Recently, the Board considered options to reduce ES balances more quickly. If we
were to do that, banks would have more of an incentive to borrow funds overnight, since their ES balances
would once more become relatively scarce. Hence, such a change would encourage more trading in the
overnight cash market, with the cash rate trading closer to, and eventually around, the cash rate target.
However, the benefits of reducing ES balances quickly were judged to be modest compared with the risks,
including the potential to create volatility in a range of financial markets. Moreover, while the
abundance of ES balances affects the behaviour of the cash rate relative to the cash rate target, it does
not impair the ability of the Bank to achieve the desired stance of monetary policy via adjustments to
the cash rate target and the rate paid on ES balances.
In particular, because ES balances will remain abundant for some time, the cash rate will tend to be
priced as a margin above the ES balance rate. This is because the ES balance rate is the opportunity cost
for banks considering whether to lend spare cash overnight or leave it sitting with the Reserve Bank.
But, given that the gap between the ES balance rate and the cash rate target is just 10 basis
points, this also means that the cash rate is only trading a little below the cash rate target. Moreover,
banks borrowing cash have little need to pay more than the cash rate target – they know that there
should be many banks willing to lend cash at that price and, if needed, they can obtain similar liquidity
themselves via the Reserve Bank’s open market operations at a similar (term-matched) rate.
When considering the framework, the Board saw value in continuing to set and communicate both the
remuneration rate on ES balances and the cash rate target in policy announcements. It also agreed to
maintain the current margin of 10 basis points between the ES rate and the cash rate target (subject
to periodic review, as the appropriate margin could change over time as market conditions evolve). In the
current environment, that modest difference helps to ensure effective control of the cash rate.
In May, the Board began to remove some of the extraordinary monetary policy stimulus put in place to help
support the economy through the pandemic. The focus of most observers at that time was on the
25 basis point increase in the cash rate target and the rate paid on ES balances. That’s as it
should be. But at the same time, the Bank also decided to proceed with quantitative tightening – by
allowing its bond holdings to mature in a steady and predictable way over time.

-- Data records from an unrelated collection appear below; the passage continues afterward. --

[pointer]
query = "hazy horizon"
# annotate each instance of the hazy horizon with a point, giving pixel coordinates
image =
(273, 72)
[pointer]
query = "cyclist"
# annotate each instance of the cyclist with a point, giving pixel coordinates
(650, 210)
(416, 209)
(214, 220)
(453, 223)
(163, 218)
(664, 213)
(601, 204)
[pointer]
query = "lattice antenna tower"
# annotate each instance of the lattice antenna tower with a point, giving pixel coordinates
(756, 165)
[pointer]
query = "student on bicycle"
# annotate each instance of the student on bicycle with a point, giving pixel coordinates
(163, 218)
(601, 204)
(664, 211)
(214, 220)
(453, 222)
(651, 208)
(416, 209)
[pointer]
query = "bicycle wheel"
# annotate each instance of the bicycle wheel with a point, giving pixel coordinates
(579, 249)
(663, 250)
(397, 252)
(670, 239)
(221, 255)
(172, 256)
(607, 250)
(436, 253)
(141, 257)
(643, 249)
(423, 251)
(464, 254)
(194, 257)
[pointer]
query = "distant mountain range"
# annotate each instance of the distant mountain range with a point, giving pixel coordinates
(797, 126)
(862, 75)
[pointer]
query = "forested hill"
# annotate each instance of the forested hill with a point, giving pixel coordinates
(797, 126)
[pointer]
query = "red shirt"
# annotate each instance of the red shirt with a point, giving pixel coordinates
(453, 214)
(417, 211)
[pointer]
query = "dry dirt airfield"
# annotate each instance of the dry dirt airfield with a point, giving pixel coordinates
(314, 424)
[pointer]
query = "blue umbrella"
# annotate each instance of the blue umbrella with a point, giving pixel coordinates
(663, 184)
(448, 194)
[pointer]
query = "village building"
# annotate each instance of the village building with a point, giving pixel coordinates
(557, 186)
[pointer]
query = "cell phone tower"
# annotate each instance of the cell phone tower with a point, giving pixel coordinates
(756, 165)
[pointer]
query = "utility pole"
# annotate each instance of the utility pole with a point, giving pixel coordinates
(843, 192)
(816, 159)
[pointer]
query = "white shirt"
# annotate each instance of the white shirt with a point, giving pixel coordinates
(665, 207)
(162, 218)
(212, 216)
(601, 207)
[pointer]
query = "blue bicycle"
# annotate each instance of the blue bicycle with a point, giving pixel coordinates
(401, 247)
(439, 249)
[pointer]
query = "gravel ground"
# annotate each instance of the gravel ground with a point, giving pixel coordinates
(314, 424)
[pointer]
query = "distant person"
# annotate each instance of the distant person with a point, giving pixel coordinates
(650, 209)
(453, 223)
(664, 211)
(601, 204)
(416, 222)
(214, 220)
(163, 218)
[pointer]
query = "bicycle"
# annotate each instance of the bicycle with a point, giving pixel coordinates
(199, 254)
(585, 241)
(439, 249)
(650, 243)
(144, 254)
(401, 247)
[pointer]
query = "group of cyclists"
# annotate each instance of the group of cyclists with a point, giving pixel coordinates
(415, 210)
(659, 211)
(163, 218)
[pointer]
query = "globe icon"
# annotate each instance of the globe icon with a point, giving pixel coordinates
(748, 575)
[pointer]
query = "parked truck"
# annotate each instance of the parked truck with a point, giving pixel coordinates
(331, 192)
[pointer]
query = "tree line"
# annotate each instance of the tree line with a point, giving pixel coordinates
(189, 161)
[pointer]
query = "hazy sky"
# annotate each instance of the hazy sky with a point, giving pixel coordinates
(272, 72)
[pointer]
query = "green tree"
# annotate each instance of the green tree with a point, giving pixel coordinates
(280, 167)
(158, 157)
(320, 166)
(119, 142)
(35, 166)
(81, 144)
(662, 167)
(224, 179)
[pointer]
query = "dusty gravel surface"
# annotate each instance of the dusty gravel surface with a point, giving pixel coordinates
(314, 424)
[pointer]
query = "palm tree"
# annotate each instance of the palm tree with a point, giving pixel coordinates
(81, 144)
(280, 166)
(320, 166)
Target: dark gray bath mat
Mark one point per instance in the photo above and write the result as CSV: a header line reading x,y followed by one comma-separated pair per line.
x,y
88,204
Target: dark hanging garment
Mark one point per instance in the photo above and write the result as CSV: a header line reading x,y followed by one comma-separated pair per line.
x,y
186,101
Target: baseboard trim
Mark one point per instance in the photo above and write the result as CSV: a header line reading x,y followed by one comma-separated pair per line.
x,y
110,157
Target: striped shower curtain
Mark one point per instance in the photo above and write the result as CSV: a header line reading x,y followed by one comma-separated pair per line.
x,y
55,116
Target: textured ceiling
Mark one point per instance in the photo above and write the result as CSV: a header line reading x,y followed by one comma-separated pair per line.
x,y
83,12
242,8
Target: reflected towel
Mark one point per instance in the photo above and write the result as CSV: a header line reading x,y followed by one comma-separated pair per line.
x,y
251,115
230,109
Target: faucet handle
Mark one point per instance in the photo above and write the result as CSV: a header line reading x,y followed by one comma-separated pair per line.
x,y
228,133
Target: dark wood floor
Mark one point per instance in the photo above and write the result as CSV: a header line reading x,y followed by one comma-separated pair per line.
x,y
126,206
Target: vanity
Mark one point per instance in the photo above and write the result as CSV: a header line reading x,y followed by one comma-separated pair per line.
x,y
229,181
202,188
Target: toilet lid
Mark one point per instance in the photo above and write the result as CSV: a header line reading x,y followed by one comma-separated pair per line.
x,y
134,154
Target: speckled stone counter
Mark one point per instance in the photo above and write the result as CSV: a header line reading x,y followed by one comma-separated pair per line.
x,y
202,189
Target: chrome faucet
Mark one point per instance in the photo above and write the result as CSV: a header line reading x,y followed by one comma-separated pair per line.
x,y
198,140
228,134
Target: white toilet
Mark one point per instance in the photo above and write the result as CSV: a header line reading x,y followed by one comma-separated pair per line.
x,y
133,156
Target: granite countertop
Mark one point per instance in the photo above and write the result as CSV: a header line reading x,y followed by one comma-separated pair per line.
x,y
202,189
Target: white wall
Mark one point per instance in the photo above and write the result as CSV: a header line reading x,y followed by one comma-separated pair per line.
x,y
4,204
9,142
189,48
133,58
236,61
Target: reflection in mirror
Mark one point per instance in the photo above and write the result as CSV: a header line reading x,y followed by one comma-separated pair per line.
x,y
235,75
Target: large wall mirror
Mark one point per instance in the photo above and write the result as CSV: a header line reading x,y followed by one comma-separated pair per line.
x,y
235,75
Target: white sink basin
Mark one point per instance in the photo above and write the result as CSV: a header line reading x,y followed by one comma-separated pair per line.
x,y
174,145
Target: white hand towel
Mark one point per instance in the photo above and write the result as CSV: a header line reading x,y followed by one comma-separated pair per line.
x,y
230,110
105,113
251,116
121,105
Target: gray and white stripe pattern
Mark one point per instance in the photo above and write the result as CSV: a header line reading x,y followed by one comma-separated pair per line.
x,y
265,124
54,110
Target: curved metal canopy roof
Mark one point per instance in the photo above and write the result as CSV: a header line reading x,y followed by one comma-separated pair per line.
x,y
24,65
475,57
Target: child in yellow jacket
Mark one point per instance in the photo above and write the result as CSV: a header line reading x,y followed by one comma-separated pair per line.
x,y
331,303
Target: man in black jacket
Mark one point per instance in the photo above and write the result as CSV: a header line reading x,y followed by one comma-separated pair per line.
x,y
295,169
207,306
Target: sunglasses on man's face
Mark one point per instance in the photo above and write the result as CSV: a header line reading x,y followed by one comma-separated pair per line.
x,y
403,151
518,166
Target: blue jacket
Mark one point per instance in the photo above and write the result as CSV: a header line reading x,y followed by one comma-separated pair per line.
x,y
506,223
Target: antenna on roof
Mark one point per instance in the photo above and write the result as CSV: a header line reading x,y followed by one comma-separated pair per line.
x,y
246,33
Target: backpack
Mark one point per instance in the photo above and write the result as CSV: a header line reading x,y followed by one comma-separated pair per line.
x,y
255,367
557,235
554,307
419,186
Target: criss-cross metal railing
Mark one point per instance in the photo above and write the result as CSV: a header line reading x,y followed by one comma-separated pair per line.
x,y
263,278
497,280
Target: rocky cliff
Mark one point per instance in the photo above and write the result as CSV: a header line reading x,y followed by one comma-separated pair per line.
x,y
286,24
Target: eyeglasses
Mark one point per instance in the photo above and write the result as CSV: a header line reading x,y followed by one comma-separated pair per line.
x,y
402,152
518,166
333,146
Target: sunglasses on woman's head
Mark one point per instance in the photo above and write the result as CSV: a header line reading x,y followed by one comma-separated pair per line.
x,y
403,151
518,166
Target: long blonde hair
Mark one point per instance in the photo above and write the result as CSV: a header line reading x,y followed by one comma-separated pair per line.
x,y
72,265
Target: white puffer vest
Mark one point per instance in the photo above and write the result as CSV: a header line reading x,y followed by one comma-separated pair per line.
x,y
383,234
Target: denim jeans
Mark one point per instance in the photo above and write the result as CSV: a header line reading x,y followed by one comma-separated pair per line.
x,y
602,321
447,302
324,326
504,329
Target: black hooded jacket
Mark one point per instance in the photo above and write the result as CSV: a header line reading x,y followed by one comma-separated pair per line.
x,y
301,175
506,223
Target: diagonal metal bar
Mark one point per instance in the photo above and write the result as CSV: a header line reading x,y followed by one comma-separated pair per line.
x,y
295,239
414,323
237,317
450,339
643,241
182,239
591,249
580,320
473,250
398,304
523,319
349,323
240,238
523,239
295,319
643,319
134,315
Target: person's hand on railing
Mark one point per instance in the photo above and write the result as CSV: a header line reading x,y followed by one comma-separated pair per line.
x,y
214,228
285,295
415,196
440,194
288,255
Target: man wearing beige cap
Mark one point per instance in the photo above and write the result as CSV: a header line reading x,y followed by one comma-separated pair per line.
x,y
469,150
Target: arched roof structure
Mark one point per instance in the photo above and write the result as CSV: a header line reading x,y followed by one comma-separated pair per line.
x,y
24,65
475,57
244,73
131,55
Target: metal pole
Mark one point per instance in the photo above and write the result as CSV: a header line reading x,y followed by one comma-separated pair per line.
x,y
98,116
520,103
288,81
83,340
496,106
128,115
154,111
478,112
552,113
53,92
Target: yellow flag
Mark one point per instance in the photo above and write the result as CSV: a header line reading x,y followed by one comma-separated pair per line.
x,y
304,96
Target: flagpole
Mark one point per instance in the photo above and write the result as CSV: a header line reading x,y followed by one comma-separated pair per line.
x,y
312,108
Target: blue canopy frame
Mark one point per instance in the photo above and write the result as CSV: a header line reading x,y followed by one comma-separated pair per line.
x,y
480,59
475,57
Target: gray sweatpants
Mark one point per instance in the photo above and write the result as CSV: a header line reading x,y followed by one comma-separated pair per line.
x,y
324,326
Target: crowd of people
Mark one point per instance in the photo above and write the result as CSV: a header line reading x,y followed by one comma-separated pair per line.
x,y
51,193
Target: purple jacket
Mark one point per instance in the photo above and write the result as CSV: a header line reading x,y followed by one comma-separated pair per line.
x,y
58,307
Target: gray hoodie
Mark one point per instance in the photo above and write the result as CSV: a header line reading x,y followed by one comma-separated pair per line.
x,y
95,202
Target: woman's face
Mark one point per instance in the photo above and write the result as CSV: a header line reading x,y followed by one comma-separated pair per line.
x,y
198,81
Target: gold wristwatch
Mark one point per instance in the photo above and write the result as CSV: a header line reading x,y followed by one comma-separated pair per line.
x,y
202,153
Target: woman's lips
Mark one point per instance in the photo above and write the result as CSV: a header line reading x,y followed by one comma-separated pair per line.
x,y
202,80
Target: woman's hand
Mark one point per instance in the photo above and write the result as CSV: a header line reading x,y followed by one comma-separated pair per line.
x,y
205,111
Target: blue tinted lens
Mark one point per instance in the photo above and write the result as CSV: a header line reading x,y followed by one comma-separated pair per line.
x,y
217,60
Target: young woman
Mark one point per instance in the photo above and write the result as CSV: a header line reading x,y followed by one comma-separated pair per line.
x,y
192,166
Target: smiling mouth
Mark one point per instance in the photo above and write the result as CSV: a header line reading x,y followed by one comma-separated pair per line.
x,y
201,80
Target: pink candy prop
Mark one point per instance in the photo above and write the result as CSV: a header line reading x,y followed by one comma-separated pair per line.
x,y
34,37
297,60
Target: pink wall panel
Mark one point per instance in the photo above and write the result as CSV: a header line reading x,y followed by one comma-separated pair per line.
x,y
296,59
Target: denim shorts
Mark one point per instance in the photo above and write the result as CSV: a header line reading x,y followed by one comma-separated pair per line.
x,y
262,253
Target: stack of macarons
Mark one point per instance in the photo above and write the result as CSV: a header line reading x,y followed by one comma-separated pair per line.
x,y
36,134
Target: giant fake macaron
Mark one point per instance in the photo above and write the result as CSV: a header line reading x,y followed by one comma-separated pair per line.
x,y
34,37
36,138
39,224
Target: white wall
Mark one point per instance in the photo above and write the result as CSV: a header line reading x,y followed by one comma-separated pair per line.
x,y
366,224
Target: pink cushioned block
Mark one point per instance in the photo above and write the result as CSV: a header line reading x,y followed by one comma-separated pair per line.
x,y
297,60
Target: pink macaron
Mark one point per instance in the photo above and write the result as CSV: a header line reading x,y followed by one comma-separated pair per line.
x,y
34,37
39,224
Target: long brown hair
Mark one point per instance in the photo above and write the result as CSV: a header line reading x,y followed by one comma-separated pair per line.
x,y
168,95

The bond purchase program was adopted in late 2020 to provide additional support to the Australian economy
at the same time that the cash rate was reduced to its effective lower bound. The bond purchases helped
to reduce yields further out the curve and contributed to a lower value of the Australian dollar than
otherwise. As the Bank now takes steps to remove the considerable monetary stimulus, increases in the
cash rate are the tried and tested measure that will do most of the work, including because they can be
easily calibrated to evolving economic conditions. The end of the TFF and the gradual process of QT will
also play a role in this task, but a predictable and modest one.
Because the Bank’s bond portfolio will mature gradually, the Bank’s balance sheet and commercial
banks’ ES balances will remain large for some years. This means that the cash rate will continue to
trade slightly below the cash rate target, but above the rate paid on ES balances. Most importantly
though, the Bank will continue to be able to maintain effective control over the cash rate as it
withdraws monetary policy stimulus in the period ahead.